Off the Shelf: Joshua J. Yates and James Davison Hunter

Joshua J. Yates, director of the Program on Global Culture at the University of Virginia Institute for Advanced Studies in Culture, and James Davison Hunter, the institute's executive director and LaBrosse-Levinson Distinguished Professor of Religion, Culture and Social Theory in the College of Arts & Sciences, editors, "Thrift and Thriving in America: Capitalism and Moral Order from the Puritans to the Present." Oxford University Press.

August 29, 2011 — With the economic crises the U.S. is currently facing, this book offers an analysis of what it means to thrive, in essays that include historical depth and interdisciplinary breadth – and take readers beyond the current political polarizations of right and left.
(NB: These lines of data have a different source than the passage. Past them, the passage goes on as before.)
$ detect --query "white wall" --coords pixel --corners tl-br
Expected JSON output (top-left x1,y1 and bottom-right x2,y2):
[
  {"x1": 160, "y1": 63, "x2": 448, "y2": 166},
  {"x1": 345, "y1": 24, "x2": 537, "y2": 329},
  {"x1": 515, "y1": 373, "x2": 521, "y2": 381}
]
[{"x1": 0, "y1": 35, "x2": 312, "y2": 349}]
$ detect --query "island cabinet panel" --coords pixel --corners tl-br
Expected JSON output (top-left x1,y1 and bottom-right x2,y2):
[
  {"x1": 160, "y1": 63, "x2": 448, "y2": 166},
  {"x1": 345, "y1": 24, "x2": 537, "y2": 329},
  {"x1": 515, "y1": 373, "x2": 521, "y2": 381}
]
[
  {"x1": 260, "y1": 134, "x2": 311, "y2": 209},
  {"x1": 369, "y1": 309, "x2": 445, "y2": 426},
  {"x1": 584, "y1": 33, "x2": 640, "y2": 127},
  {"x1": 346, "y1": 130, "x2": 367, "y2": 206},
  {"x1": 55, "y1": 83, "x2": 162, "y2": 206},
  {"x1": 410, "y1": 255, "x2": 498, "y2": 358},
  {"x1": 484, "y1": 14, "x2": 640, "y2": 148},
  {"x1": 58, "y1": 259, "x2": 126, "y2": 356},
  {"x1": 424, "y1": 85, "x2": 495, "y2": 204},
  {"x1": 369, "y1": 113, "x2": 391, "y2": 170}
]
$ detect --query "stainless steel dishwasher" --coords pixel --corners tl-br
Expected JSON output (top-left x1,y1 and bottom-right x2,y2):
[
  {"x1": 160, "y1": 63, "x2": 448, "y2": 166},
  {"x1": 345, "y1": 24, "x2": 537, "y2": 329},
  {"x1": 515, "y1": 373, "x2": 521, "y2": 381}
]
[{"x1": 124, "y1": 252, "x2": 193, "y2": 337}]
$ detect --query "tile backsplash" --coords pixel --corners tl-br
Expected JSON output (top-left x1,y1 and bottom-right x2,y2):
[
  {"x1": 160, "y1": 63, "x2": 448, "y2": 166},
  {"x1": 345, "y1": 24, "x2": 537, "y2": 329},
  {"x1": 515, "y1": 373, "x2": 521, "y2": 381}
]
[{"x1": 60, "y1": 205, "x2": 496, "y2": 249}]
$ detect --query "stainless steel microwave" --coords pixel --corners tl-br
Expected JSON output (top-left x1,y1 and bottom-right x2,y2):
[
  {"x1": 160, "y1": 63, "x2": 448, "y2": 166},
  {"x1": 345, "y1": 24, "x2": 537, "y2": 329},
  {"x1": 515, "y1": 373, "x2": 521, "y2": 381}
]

In this volume, the editors bring together a collection of groundbreaking essays from leading scholars on the importance of thrift to American culture and history.

Thrift is a powerful and evolving moral ideal, disposition and practice that has indelibly marked the character of American life since its earliest days. Thrift remains, if perhaps in unexpected and counter-intuitive ways, intensely relevant to the complex issues of contemporary moral and economic life.

"Thrift and Thriving in America" provides insight into evolving meanings of material wellbeing, and of the good life and the good society more generally, and will serve as a resource on a notion that has and will continue to shape and define American life.